Make Communication a Best Practice
Even the most advanced software won’t bring success without an enterprise culture of open communication. Today’s CAD models and quality standards bring modern manufacturing much closer to better communication throughout the supply chain, but it is still not complete without developing good practices:
Design engineering should provide tolerance information in an understandable and standard format for downstream users, minimizing interpretation issues.
Design engineering should optimize and validate GD&T values in a consistent manner.
“Design – Make – Measure” development process should include closing the information loop by providing digital measurement data feedback to design and manufacturing teams for learning purposes (via the digital thread).
Digital measurement data should be reported in a consistent format so that all parties, regardless of department or location, can agree on what parts are “good or bad.”
Beyond “Design – Make – Measure”
Reported measurement data from a CMM determines when a part is “good or bad,” based on nominal dimensions and stated tolerances. Statistical process control (SPC) has been mainstream for many years, and successful companies use SPC charts to monitor and improve their manufacturing processes. There are dozens of commercially available SPC software packages that are compatible with existing CMM measurement data. The benefits of SPC implementation are substantial and generally, result in quick return on investment.

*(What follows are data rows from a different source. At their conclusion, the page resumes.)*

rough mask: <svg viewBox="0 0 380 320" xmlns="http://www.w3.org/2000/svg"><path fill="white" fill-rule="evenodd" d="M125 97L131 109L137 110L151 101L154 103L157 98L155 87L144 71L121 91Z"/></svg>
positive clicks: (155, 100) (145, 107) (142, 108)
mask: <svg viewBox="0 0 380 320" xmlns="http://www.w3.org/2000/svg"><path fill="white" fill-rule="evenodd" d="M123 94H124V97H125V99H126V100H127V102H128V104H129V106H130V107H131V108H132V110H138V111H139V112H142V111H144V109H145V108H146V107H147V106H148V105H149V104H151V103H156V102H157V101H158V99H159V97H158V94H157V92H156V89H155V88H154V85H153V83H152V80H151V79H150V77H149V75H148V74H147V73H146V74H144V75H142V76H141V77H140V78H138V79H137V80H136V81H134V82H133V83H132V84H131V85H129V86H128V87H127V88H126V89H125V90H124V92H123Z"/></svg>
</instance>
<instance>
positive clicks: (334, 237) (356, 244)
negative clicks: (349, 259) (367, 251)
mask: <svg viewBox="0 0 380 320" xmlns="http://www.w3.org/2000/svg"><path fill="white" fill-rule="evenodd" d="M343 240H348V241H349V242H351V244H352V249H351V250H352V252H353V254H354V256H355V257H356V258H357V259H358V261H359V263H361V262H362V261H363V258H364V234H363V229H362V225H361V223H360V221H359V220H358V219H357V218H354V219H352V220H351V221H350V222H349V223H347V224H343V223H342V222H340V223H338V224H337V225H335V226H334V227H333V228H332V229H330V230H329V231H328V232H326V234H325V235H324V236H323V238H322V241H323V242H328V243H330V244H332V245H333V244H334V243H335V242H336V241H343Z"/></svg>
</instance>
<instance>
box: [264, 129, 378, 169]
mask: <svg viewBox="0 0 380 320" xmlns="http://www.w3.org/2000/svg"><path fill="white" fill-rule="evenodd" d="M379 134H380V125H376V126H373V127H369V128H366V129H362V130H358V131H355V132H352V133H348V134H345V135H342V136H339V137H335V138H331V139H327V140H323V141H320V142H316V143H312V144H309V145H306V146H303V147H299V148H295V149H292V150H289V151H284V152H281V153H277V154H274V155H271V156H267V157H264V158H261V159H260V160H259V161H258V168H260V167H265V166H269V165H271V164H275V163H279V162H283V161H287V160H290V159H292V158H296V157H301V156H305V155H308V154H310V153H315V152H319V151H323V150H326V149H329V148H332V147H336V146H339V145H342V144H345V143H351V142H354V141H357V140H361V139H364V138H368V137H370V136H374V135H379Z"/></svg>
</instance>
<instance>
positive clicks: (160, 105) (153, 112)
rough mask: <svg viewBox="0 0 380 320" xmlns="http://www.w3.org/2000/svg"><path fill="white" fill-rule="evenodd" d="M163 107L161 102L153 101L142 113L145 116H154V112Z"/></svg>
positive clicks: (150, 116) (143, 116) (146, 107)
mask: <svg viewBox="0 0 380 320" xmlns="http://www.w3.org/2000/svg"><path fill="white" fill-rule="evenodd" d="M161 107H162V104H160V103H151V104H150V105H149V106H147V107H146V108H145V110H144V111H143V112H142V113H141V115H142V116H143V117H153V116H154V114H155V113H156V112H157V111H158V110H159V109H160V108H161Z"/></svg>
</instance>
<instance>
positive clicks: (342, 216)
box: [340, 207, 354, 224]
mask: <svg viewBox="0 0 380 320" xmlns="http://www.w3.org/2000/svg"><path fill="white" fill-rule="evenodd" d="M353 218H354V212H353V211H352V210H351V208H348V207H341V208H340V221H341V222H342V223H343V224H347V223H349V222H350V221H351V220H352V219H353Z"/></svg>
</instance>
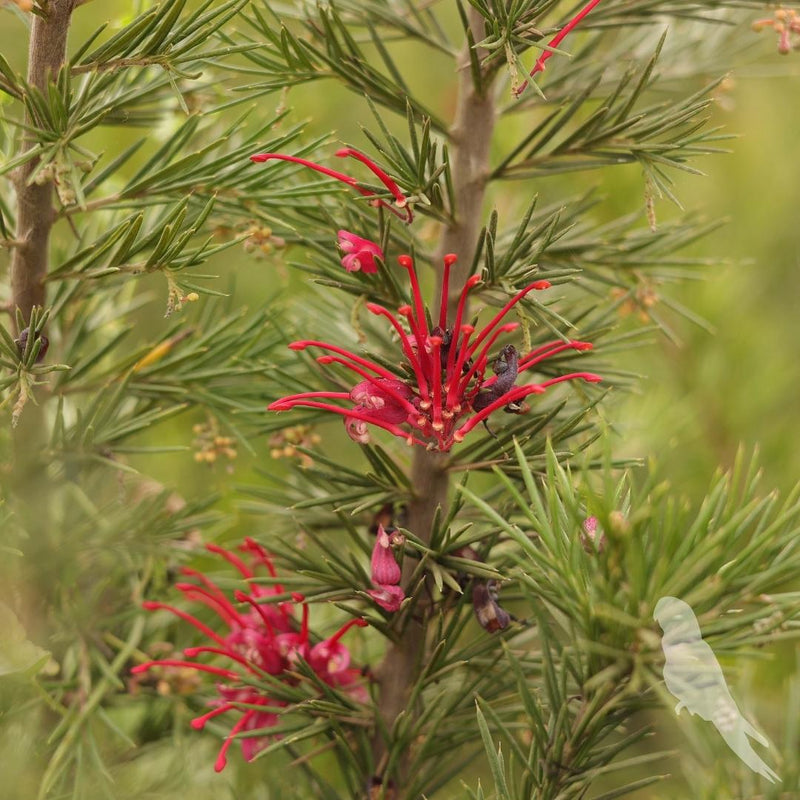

Fewer companies embrace the full power of providing SPC data as useful feedback to the design team via the digital thread of MBD. And even fewer companies take that same digital data into an enterprise level product lifecycle management (PLM) system for an overall holistic view of product tolerances.
Industry 4.0 on the Horizon
Companies will continue to explore manufacturing information systems with the goal of improving their operational performance. Digital data collection and the availability of that data will drive higher awareness when evaluating manufacturing metrics. Industry 4.0 will be a driving force in the evolution of digital data transparency, with the winners being companies that have the most visionary management teams.